Lo primero que hay que agradecer a quienes desde Hollywood decidieron resucitar a Tom y Jerry es que el gato y el ratón por excelencia de los dibujos animados conservaron su condición de personajes mudos. El sentido natural de sus andanzas (y eternas persecuciones, destrozando casi todo en medio de ellas) es el de buscar el efecto cómico en ese tipo de situaciones sin palabras, apoyadas nada más que en la imagen. Siempre se valoró el aporte de esta creación de William Hanna y Joseph Barbera a la historia de la comedia concebida a partir del lenguaje visual.

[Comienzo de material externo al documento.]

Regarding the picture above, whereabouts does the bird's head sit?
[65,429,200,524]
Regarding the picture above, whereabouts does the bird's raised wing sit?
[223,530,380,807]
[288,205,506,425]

Pero este regreso está muy lejos de conseguir los mismos resultados. Como en Space Jam, los personajes dibujados se meten aquí en escenarios reales y en situaciones protagonizadas por personajes de carne y hueso de manera casi siempre forzada. La excusa es integrar las corridas del gato y el ratón a toda velocidad (a veces demasiada) con la peripecia de una chica muy vivaracha (Chloë Grace Moretz, actuando a reglamento) que se apropia de una identidad ajena para trabajar en un hotel de lujo que se prepara para organizar una boda rutilante.
Animación y actuación de carne y hueso, en vez de integrarse, terminan acumuladas a la fuerza, sin sentido y con poquísima gracia, como si el gato y el ratón fuesen apenas un efecto especial más en vez de los protagonistas. Solo queda el modesto consuelo de disfrutar de los escenarios de una Nueva York que se mueve como si la pandemia nunca hubiese existido.